1. Introduction
In recent years, with the rapid development of renewable energy resources, a new type of electric power system characterized by cleanliness, low carbon emissions, intelligent friendliness, and interactive openness has gradually taken shape. Against the backdrop of this new electric power system, the intermittency, volatility, and uncertainty of a high proportion of renewable energy sources have led to the “trilemma” of energy security, economy, and sustainability. Navigating this predicament has become a significant challenge for grid dispatch departments [
1]. Grid dispatching strategies, according to their temporal scale, can be divided into day-ahead scheduling, intra-day scheduling, and real-time scheduling. Among these, real-time scheduling, which demands the highest computational timeliness, further corrects the outcomes of day-ahead and intra-day scheduling based on accurate ultra-short-term forecasts of renewable energy sources and loads. However, the real-time dispatch has limited capabilities for mobilizing the flexible resources of units within a short timeframe [
2], and it is challenging to precisely achieve power balance and meet the N-1 operating requirements [
3], especially in scenarios with a high proportion of renewable energy. Therefore, designing a secure and efficient real-time dispatch method for modern power systems is of crucial importance.
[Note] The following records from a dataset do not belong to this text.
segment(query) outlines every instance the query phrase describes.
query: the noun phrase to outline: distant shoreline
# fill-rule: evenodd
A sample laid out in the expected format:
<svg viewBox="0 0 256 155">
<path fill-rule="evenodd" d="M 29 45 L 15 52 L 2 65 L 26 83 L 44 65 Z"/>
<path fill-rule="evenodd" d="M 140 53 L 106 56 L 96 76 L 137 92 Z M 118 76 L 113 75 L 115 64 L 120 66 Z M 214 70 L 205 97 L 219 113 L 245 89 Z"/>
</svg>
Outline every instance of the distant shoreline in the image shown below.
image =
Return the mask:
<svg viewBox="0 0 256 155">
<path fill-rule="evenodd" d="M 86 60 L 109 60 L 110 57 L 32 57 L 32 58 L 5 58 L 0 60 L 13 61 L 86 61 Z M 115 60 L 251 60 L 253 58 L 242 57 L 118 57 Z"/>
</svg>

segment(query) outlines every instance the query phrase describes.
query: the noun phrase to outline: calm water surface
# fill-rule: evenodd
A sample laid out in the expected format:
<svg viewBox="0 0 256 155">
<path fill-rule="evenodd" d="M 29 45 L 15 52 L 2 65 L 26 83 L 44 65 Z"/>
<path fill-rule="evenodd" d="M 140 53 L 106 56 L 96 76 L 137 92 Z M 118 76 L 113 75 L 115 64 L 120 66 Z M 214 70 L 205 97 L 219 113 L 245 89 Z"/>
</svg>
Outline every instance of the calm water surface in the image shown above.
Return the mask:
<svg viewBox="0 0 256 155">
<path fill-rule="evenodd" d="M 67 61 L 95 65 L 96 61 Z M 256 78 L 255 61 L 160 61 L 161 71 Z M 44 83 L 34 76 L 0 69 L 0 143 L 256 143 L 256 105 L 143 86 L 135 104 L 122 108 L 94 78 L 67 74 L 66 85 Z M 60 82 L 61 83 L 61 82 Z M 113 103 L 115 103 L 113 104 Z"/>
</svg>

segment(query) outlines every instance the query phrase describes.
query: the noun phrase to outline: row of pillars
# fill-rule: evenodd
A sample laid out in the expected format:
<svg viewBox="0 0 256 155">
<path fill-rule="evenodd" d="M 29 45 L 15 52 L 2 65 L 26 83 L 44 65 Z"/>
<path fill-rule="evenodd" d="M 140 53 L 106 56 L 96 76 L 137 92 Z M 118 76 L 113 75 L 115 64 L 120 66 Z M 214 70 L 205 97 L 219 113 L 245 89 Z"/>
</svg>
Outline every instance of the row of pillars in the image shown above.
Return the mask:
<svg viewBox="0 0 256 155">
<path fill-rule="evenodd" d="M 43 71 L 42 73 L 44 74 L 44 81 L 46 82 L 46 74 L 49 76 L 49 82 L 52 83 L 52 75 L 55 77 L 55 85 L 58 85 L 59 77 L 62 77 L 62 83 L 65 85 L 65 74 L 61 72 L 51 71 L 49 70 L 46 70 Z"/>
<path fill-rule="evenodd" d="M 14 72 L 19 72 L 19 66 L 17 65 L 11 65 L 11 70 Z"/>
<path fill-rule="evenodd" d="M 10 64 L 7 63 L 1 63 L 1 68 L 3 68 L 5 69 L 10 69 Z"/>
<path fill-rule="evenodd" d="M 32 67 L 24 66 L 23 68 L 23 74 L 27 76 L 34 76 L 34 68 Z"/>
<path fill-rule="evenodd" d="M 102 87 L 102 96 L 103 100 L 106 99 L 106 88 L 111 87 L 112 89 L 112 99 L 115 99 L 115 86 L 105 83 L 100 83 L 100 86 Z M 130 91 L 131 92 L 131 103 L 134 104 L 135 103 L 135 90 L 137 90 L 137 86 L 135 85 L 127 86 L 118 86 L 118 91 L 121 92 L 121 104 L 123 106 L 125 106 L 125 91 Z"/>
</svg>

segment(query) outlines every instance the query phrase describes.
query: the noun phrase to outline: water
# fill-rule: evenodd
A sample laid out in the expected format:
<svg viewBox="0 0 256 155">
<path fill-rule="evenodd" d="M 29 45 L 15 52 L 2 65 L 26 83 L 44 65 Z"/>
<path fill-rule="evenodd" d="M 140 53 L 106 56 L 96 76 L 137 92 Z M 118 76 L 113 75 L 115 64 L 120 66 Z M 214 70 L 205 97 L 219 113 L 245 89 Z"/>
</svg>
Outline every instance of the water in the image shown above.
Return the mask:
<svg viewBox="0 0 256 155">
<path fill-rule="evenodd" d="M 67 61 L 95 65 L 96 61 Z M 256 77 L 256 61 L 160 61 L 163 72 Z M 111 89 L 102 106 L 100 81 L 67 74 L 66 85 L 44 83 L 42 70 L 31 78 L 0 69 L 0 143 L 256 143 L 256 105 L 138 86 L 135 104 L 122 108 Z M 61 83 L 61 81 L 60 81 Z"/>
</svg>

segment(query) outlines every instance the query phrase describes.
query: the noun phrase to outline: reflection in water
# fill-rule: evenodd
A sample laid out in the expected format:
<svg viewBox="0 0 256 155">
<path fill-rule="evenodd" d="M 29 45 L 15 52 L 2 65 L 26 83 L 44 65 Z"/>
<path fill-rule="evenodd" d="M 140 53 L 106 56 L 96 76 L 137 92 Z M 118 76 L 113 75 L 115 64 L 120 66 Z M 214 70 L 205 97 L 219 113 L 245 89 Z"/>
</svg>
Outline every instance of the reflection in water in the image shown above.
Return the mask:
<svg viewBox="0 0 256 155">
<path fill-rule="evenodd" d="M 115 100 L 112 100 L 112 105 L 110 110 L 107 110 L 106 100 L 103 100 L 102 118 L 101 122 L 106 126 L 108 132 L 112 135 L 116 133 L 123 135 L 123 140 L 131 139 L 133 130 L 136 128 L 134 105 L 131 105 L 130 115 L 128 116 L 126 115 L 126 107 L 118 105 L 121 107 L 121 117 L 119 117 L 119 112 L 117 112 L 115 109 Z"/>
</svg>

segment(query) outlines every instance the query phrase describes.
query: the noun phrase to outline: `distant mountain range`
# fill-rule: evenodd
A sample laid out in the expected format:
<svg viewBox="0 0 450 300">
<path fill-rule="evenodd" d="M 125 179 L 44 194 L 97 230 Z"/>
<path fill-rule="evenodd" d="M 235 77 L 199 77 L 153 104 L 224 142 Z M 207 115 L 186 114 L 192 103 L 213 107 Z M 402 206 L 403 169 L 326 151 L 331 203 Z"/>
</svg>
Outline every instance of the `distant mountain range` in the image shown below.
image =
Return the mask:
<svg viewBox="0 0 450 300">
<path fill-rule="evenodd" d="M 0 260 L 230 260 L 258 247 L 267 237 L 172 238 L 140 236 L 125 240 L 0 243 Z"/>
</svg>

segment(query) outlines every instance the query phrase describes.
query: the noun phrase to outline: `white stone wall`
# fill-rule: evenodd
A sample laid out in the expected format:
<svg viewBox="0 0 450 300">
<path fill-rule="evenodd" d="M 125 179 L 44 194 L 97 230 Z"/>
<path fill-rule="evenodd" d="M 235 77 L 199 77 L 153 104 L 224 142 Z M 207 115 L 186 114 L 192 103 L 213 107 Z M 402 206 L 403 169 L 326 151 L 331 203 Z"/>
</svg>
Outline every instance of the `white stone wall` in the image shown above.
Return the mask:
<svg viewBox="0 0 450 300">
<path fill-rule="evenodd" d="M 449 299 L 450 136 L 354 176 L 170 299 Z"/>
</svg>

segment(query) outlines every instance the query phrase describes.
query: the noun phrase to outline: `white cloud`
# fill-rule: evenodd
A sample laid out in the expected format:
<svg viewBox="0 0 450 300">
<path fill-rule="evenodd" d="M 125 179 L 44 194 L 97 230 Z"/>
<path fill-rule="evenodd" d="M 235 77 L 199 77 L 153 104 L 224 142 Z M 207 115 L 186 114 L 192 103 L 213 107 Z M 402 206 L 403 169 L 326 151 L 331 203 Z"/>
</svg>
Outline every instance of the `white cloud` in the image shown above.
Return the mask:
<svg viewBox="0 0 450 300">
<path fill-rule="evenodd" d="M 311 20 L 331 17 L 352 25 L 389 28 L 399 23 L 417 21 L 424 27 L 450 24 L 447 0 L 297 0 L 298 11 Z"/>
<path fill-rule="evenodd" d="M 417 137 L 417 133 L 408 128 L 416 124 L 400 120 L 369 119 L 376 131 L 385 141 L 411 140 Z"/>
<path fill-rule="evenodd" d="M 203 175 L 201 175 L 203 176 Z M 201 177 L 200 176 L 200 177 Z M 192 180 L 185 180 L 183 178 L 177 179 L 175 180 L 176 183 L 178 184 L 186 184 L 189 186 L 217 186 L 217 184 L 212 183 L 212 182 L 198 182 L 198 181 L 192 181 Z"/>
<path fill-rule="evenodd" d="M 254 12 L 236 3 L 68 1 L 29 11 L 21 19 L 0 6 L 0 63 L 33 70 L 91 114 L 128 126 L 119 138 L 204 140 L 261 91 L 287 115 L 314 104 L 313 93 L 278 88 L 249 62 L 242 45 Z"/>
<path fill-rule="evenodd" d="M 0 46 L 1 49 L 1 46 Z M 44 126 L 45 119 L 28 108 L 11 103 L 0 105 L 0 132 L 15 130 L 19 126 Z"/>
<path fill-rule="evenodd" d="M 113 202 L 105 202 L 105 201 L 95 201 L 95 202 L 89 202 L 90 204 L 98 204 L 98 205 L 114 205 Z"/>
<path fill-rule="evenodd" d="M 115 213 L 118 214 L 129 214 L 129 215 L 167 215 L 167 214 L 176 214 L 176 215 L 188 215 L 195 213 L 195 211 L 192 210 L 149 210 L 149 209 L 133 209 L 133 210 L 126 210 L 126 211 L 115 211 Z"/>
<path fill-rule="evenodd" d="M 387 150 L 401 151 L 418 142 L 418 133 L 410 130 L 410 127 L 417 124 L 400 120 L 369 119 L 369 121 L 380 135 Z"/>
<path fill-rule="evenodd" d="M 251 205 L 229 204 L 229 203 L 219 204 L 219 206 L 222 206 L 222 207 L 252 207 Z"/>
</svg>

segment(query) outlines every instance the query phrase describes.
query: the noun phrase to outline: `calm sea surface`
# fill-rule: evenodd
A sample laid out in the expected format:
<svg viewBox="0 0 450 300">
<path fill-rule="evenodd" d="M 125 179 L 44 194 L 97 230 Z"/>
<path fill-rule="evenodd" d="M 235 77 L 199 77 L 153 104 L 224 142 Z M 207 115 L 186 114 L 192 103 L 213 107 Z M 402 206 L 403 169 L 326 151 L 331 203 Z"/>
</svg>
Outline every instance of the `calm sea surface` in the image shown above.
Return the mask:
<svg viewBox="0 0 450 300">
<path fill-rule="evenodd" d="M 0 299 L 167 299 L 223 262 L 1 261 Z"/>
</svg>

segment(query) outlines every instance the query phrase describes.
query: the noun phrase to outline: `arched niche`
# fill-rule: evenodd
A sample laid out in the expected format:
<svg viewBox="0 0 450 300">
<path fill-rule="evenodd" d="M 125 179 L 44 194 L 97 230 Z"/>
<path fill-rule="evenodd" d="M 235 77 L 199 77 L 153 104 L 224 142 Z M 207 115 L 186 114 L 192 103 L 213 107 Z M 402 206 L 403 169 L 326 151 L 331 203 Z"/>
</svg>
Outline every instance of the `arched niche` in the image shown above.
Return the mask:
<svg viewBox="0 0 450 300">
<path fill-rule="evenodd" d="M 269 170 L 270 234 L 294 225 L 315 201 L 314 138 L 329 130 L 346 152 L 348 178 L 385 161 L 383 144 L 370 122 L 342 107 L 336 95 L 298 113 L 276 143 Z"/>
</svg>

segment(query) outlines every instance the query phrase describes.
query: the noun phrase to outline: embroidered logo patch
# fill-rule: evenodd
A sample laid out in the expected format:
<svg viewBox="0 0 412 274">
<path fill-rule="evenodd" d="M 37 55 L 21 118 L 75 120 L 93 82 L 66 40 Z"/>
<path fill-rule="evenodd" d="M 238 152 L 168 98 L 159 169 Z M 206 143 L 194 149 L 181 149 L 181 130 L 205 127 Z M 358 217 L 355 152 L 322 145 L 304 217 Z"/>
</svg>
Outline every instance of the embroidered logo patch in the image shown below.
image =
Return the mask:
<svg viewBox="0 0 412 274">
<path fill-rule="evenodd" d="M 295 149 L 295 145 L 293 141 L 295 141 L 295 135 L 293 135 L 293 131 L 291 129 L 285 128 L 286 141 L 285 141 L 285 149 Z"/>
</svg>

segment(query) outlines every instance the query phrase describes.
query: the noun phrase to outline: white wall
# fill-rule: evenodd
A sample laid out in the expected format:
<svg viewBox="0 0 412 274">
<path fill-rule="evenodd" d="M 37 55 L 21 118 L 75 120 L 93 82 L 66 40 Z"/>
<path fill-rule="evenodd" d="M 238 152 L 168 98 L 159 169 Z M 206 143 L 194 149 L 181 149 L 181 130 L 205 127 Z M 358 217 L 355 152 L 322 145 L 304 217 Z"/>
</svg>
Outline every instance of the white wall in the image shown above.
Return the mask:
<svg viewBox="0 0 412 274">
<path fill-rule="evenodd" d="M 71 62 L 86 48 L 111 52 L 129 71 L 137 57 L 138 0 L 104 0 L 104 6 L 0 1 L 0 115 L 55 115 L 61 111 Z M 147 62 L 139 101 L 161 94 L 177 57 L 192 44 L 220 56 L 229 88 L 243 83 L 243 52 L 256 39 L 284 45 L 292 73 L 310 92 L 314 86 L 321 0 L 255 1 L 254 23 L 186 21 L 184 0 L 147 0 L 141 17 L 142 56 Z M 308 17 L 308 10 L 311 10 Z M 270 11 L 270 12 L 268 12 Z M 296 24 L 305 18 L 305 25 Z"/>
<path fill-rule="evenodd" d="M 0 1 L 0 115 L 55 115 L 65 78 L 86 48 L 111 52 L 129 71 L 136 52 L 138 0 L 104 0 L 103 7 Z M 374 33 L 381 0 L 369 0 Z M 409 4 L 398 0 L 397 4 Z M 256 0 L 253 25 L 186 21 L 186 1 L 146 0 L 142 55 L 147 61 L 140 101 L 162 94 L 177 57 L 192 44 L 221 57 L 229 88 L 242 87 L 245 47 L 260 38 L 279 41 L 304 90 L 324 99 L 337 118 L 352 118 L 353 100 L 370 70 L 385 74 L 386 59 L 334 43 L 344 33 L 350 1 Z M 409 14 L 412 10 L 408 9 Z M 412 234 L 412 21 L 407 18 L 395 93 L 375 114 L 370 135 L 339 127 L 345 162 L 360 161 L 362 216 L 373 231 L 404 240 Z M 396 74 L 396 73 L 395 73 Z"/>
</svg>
Traditional power grid scheduling primarily employs model-driven approaches, constructing power system models that account for typical operational scenarios. These models are utilized to analyze and optimize grid operation strategies against various system constraints based on the model [
4,
5,
6,
7,
8]: scheduling methods based on grid expert strategies [
4] typically utilize models incorporating a limited number of grid forecast scenarios for offline fault analysis, identifying system vulnerabilities, and then formulating scheduling plans based on dispatchers’ personal experience [
5]. However, grid expert strategy methods struggle to promptly address real-time safety issues in scenarios with a high proportion of renewable energy sources and are insufficiently adaptable; moreover, traditional methods have a low level of intelligence, with decision-making being prone to human error [
5]. Scheduling methods based on mathematical optimization algorithms, with solving techniques primarily including robust optimization [
6], stochastic programming [
7], and chance-constrained programming [
8]. Reference [
6] utilizes robust optimization to establish a grid scheduling model considering the uncertainty of wind power output, yet this method generates overly conservative scheduling decisions due to its strict adherence to operational safety constraints during the solution process, failing to fully exploit the system’s potential to absorb renewable energy sources. Reference [
7] applies stochastic programming to transform a grid scheduling model with wind power output uncertainty into a deterministic scheduling model for a solution, but this method faces challenges due to the uncertainty of renewable energy outputs and the large scale of probabilistic modeling. Reference [
8] describes wind power output uncertainty using a Gaussian mixture model and proposes a chance-constrained programming scheduling method, converting hard constraints in the solution model to soft constraints and allowing for certain degrees of safety constraint violations, but this method requires the determination of the probability distribution of wind power output, leading to certain errors in scheduling results. Overall, traditional model-driven scheduling methods are essentially a static, deterministic decision-making paradigm. Against the background of the continuously increasing penetration rate of renewable energy, their fundamental deficiencies are manifested in the following aspects: the decision-making mechanism is rigid and lacks adaptability, and there is a fundamental conflict between computational complexity and the requirement for real-time performance.
These systematic deficiencies pose great challenges to them in new-type power systems dominated by new energy sources. Specifically, while ensuring that the safety margin is not reduced, it is also necessary to improve the system’s flexibility to accommodate fluctuating power sources. Consequently, traditional methods are no longer capable of supporting the sustainable development requirements of modern power grids.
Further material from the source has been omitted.